The company’s announcement emphasized the importance of integrating transportation systems with both the inbound supply and outbound fulfillment processes for holistic connectivity of business partners and their data.
In a statement, Johann Van Der Westhuizen, vice president of Strategic Business Development, said one of the largest challenges in logistics — late shipments — can be avoided “through better planning and demand forecasting, clear communication, real-time visibility, structured problem management, and eliminating human error.”
Updates to One Network’s Real Time Value Network aim to remove data from their silos and streamline both the inbound and outbound logistics lifecycle to mitigate risks like late deliveries that can disrupt business processes. This visibility relies on access to real-time data as well as collaboration between business partners’ platforms, the company noted.
Expanse Eyes Suppliers’ Cyber Threat
Internet operations management company Expanse is focusing on strategic supplier management through the launch of Expanse Link, announced Tuesday.

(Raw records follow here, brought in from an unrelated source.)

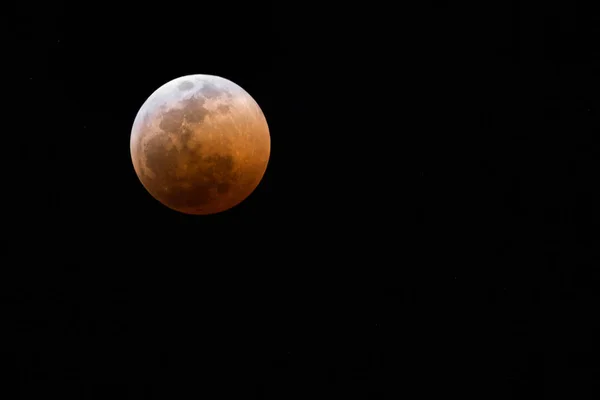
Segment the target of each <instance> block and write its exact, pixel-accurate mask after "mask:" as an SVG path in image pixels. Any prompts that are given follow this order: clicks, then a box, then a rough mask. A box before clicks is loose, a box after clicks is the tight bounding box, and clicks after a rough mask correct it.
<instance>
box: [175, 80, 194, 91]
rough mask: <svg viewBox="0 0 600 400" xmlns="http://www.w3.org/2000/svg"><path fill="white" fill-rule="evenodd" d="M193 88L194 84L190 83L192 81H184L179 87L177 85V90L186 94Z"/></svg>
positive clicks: (181, 82)
mask: <svg viewBox="0 0 600 400" xmlns="http://www.w3.org/2000/svg"><path fill="white" fill-rule="evenodd" d="M193 87H194V83H193V82H190V81H183V82H181V83H180V84H179V85H177V89H179V90H181V91H182V92H185V91H186V90H190V89H191V88H193Z"/></svg>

The solution connects supply chain managers with continuous visibility into supply chain operations to mitigate risk for both buyer and supplier, the company said in a press release, highlighting third-party risks that vendors can impose on their corporate customer bases. Those risks include compromise of sensitive data and intellectual property, as well as interrupted business operations in the event of a cyberattack on a supplier.

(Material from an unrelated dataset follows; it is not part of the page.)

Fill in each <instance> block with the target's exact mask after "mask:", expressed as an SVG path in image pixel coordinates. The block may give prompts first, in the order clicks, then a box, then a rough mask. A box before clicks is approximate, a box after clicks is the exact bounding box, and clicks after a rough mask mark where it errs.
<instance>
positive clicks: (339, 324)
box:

“Most breaches that disrupt operations start with an exposed internet asset, which unfortunately means that organizations face substantial risk of disruption to their own operations when these risks occur on the networks of their strategic suppliers and business partners,” explained Expanse Co-founder and Chief Technology Officer Matt Kraning in the release.
He added that supply chains need to enable continuous visibility into vendors’ internet assets for businesses to be able to assess and manage risk. The new solution by Expanse, he noted, allows organizations to hold their own suppliers accountable to maintain the standards to which their customer organizations themselves adhere. This “shared governance,” the company said, relies on continuous data aggregation and analysis.
Trimble Taps Data Analytics for Transparency
Supply chain technology firm Trimble announced this week enhancements that target transparency within the supply chain for shippers and carriers.
In a press release Tuesday, Trimble announced that its Visibility platform has added features for shippers and carriers to obtain analytics and insights about their operations. For carriers, users now have an interface to track and update loads straight from their shippers’ network on the Visibility platform. According to Trimble, this means shippers can connect to a broader range of carriers.
With a focus on analytics, the updates deploy Microsoft Power BI technology to visualize data and provide reports. For shippers, this means visibility into key performance metrics, including on-time percentages, and location and lane-level analytics, as well as key performance indicators based on their carrier partners.
“With the rapid movement of freight through the supply chain, our customers require technology that can keep pace and enable streamlined communication and access to shipment data,” said Trimble Transportation General Manager of Visibility Bryan Coyne in the release. “These two new features represent the sustained evolution of our Visibility platform as we continue to enhance its capabilities to provide unparalleled access to real-time information across the supply chain.”